Wiener Schnitzel
Austrian veal cutlet pounded thin, breaded with flour-egg-breadcrumbs, and shallow-fried in lard or butter until pale gold. The crumb should puff away from the meat in soft folds. Served with a slice of lemon and parsley potatoes.
Overview
Veal escalopes are pounded to 5 mm thick, dredged through flour, egg and breadcrumbs (each step distinct), then shallow-fried fast in plenty of fat until the crumb puffs into characteristic ripples. Lemon and parsley potatoes alongside.
Ingredients
Schnitzel
- 4 veal escalopes (about 150 g each)
- 100 g plain flour
- 3 eggs (large, beaten)
- 200 g fine breadcrumbs (ideally Semmelbrösel; or fine dried breadcrumbs)
- salt
- pepper
- 100 g Clarified Butter (Beurre Clarifié) (or 50 g butter + 50 ml vegetable oil)
To serve
- 1 lemon (cut into wedges)
- A small bunch of flat-leaf parsley
- 600 g new potatoes (boiled, tossed with butter and parsley)

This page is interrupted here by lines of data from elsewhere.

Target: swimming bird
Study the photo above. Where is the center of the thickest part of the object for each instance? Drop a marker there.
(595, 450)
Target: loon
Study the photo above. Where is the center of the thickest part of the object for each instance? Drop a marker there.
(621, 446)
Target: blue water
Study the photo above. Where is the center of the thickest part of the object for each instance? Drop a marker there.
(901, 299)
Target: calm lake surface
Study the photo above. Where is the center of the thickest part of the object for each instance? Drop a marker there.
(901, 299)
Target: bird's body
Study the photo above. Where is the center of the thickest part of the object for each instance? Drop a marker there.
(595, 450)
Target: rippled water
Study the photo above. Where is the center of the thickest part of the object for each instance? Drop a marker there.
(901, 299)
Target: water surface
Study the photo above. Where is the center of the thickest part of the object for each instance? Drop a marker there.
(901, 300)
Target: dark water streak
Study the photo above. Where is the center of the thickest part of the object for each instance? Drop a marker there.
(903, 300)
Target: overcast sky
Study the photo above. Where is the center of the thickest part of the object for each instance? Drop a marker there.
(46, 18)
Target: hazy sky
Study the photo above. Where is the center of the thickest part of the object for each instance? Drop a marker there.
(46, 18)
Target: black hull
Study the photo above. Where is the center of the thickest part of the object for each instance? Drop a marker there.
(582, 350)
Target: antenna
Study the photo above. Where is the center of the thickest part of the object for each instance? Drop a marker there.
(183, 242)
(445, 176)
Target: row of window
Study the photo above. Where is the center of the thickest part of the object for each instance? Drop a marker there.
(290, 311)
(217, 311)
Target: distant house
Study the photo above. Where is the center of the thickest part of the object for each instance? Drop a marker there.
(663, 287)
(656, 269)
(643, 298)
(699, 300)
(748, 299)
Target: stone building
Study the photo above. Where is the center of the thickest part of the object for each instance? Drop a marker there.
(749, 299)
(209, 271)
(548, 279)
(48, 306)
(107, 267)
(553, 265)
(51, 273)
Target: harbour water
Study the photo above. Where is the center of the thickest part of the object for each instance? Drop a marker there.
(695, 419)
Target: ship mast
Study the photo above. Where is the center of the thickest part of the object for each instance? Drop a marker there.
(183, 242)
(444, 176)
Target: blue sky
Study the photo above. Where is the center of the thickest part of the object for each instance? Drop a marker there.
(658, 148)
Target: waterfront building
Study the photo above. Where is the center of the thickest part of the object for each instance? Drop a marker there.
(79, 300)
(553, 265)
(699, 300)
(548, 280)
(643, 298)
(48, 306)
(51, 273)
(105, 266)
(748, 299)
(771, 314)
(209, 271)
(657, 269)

- Lingonberry jam (optional but traditional)
Method
Stage 1 - Pound the veal
- Place each escalope between sheets of cling film.
- Bash with a meat mallet or rolling pin to 5 mm thick. Even thickness is more important than thinness.
Stage 2 - Bread
- Set up three plates: flour seasoned with salt and white pepper, beaten egg, breadcrumbs.
- Dredge each escalope in flour (shake off excess), dip in egg, then press lightly into the breadcrumbs.
- Don't press hard; the looser coat is what allows the crumb to puff.
Stage 3 - Fry
- Heat a wide heavy pan over medium-high heat with enough clarified butter to cover the base by 5 mm.
- The fat must be hot enough that breadcrumbs sizzle on contact (about 170°C); too cool and the schnitzel absorbs fat.
- Slide one escalope into the pan; spoon hot fat over the top continuously while it cooks.
- After 1 ½-2 minutes, the underside should be pale gold. Flip; cook another 1-1 ½ minutes.
- Lift onto kitchen paper; salt immediately.
- Repeat with the others, replenishing fat as needed.
Stage 4 - Serve
- Plate each schnitzel; the crumb should be puffed and rippled, not flat.
- Serve with lemon wedges, a parsley sprig, parsley potatoes and lingonberry jam.
Notes
- Lots of hot fat: Wiener schnitzel is shallow-fried, almost deep-fried; the depth of fat is what allows the crumb to "swim" and puff.
- Spoon fat over the top: Keeps the cooking even on both sides without flipping repeatedly.
- Don't press the crumbs in: A loose coat puffs into ripples. A pressed coat goes flat and dense.
Storage
- Best the moment they're fried. Keeps 1 day refrigerated; reheat in a 180°C oven for 6 minutes (the crumb won't be quite as puffy).